Tuesday, December 1, 2015

Weekly Response: Yancey's "Made Not Only in Words"

Yancey poses thought-provoking questions about writing at the beginning of this paper.

In the first "quartet" of her address to the CCCC, she talks about all the writing that is going on outside of school, and how the public is awakening to writing as the public awoke to reading during the industrial revolution. She references shifts in monetary allotment from schools to students, and how this changes education. She then discusses changes in writing, and that literacy is now screen based and media oriented.


In quartet 2, Yancey discusses the FYW course at college and how by changing it to be a gateway instead of a gatekeeping course, colleges could produce more graduates. What should FYW look like then? Print, digital, images, screens? Yancey examines the options and finds we are already expecting more than just print from students, and that electronic writing is already happening. This article is dated, though, 2004. She states that less than 30% of instructors were using CMSs. I suppose it is much higher by now.

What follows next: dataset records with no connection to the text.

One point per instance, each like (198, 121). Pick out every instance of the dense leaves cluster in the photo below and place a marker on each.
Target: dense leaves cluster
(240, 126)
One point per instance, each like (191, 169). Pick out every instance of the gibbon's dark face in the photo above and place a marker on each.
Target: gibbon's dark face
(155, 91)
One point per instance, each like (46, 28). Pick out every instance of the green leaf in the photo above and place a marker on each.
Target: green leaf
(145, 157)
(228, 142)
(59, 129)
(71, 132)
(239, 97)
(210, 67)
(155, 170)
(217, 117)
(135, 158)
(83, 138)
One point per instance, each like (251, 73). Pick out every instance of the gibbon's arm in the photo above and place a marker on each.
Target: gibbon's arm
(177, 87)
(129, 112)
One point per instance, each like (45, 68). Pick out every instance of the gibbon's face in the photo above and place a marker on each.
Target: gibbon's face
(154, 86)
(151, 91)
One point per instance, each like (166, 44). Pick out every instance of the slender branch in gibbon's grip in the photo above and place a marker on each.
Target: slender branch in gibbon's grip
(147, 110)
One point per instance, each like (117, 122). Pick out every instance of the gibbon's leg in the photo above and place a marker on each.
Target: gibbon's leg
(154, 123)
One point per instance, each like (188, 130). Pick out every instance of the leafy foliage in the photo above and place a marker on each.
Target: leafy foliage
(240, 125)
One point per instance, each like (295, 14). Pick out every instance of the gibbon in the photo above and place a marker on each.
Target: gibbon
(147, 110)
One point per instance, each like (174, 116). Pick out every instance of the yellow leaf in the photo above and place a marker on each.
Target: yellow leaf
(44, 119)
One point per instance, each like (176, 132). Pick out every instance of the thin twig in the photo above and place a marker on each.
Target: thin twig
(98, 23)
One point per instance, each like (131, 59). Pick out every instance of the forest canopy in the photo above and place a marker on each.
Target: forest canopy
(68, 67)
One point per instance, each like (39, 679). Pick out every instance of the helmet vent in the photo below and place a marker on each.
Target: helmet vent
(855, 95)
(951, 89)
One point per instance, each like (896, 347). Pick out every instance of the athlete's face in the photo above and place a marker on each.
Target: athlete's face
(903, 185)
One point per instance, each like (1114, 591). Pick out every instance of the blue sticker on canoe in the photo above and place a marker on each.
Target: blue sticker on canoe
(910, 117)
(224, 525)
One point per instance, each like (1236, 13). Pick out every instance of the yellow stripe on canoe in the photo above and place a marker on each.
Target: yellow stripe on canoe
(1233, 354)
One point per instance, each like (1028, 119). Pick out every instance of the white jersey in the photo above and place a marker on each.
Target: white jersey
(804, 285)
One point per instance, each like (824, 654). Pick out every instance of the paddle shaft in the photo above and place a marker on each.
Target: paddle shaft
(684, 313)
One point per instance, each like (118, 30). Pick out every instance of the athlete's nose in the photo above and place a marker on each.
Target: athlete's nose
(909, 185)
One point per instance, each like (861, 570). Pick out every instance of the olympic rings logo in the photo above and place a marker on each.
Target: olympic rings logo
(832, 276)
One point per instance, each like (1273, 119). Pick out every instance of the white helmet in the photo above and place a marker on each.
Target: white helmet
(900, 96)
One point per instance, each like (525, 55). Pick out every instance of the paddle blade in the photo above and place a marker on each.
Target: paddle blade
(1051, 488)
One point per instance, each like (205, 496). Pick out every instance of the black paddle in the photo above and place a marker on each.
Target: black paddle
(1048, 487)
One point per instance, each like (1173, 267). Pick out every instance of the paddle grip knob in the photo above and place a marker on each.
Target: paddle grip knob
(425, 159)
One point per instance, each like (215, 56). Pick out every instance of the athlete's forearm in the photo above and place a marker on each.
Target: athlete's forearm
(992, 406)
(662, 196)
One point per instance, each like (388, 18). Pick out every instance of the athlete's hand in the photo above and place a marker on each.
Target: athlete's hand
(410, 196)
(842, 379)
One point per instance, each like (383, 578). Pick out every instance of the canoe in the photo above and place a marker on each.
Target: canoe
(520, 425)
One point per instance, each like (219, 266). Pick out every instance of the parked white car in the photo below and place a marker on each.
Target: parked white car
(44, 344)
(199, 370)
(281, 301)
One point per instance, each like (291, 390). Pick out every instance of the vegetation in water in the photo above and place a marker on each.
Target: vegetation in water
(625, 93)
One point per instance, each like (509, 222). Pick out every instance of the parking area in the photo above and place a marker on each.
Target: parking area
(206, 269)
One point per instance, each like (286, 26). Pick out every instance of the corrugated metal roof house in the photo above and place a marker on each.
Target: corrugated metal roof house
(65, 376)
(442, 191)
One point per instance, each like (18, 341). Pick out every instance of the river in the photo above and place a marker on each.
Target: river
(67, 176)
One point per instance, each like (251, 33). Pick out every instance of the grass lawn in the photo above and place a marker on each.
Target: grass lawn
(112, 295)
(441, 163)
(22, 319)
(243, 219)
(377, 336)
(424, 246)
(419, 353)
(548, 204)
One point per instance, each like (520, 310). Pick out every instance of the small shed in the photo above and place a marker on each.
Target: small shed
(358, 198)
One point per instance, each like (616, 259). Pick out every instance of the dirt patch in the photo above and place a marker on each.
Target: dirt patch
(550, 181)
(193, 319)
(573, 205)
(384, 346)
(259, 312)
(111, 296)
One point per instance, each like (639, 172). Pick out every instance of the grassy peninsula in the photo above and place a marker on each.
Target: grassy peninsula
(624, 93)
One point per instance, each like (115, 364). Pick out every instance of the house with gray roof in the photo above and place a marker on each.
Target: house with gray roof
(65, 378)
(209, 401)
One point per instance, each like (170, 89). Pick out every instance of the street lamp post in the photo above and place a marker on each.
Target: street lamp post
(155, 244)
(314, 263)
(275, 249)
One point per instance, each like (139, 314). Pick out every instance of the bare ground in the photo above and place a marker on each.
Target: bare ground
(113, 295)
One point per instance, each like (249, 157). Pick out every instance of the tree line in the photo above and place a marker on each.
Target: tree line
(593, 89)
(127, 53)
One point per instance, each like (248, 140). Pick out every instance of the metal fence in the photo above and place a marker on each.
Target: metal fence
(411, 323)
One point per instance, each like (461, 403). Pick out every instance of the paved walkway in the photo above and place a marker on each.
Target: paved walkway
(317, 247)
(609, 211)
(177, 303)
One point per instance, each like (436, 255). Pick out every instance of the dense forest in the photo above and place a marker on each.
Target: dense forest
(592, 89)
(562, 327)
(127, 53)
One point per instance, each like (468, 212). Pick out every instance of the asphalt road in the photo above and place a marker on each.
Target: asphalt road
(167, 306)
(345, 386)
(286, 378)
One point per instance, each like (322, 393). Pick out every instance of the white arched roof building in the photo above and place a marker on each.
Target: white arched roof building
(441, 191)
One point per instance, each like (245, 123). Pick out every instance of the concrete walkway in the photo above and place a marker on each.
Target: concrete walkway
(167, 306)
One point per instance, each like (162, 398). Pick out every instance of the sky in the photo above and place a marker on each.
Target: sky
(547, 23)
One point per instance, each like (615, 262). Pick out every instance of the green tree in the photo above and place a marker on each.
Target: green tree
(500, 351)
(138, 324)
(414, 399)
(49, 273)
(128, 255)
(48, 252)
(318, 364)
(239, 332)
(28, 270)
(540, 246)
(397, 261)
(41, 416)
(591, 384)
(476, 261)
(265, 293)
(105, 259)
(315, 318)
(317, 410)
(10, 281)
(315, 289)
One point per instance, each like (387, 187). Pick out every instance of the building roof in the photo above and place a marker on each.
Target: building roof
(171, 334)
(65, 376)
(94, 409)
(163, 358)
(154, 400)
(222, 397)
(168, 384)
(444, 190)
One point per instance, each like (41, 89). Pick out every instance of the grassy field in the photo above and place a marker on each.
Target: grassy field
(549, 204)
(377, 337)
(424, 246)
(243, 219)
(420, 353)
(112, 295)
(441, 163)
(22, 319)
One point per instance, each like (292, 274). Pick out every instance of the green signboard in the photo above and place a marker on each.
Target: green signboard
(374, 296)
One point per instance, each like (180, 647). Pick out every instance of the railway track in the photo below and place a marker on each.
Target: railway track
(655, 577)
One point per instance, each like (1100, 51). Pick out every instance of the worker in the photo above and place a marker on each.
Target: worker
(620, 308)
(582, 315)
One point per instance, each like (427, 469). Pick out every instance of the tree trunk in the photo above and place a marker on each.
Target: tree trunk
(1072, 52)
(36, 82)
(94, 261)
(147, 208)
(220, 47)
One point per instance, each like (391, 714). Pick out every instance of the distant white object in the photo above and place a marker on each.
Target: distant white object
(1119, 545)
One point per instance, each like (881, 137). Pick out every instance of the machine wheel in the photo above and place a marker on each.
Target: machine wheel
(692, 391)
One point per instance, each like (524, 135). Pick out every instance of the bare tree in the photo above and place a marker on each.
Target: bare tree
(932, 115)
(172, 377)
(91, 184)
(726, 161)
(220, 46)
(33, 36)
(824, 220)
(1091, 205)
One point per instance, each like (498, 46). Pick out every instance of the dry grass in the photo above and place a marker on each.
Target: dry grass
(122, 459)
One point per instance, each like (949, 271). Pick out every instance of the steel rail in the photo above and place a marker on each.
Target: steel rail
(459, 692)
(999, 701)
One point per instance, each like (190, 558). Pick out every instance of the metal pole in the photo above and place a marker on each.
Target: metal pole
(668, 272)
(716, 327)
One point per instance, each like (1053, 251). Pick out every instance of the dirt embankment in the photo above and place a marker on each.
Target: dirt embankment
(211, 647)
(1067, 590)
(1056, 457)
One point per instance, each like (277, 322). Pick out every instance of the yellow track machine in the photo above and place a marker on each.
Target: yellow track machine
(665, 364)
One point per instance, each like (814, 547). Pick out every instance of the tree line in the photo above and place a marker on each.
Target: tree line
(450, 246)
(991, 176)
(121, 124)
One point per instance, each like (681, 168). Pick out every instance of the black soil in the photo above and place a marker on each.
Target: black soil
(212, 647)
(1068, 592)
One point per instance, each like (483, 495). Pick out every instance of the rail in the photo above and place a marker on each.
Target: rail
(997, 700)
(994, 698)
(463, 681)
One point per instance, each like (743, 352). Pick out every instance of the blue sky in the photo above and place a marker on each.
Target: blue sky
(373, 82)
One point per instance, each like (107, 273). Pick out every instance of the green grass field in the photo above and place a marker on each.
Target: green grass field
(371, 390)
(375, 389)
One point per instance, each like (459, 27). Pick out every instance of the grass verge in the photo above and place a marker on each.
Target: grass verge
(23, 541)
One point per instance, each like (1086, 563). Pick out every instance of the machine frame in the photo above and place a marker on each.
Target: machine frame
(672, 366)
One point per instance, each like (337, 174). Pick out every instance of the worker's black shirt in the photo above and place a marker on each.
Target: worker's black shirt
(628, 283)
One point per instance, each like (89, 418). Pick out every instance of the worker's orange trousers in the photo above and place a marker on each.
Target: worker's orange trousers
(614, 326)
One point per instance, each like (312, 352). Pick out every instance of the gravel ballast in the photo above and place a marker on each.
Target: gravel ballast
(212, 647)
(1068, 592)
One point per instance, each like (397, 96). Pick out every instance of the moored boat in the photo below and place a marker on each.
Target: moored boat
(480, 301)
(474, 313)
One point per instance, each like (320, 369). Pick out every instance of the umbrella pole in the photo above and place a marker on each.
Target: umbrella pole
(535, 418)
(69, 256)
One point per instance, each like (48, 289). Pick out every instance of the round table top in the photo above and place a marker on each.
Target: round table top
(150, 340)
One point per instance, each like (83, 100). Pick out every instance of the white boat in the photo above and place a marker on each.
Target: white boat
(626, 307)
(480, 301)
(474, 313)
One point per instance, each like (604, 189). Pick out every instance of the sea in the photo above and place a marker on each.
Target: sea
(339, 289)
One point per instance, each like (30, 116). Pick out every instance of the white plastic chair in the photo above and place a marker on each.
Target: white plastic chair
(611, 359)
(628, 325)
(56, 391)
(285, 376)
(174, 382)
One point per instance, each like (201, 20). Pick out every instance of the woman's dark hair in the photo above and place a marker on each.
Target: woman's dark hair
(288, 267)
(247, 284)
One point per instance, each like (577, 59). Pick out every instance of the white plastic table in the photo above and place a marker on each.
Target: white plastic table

Quartet three contains Yancey's call to action:
At this moment, we need to focus on three changes: Develop a new curriculum; revisit and revise our writing and develop a major in composition and rhetoric.
She focuses on a proposed new curriculum for the 21st century which includes changing the process model and the "tutorial" model. She gives a long list of tasks that students are NOT asked to do in a FYW course, but should be to become active and thoughtful members of a "writing public." She proposes that students learn to circulate and "remediate" (KUWP ISI '15, #clmooc) their writing and then analyze and reflect upon the process. She then says something I've been waiting for some reasonable soul to pronounce all semester. Instead of trashing FYW and calling for its demise because it can't create good writing, good digital literacy, good grammarians, good researchers, or good writers, she says:
And if you are saying, but I can't do all this in first-year composition, I'm going to reply, "Exactly." First-year composition is a place to begin;
Finally....Thank you, Yancey! She continues in quartet 3 to discuss delivery vs. invention, and why they should not necessarily be separate; and the concept of "now" in digital writing.

The fourth quartet talks about technology and how it is still outside of the curriculum, similar to how assessment is divorced from the curriculum. She suggests that writing curriculum must change now to include the way students write outside the classroom, and then points to larger social and political implications.

This is a great article, though over a decade old. Some of what she called for has already been widely accepted. Yancey may be one of my favorites from this class.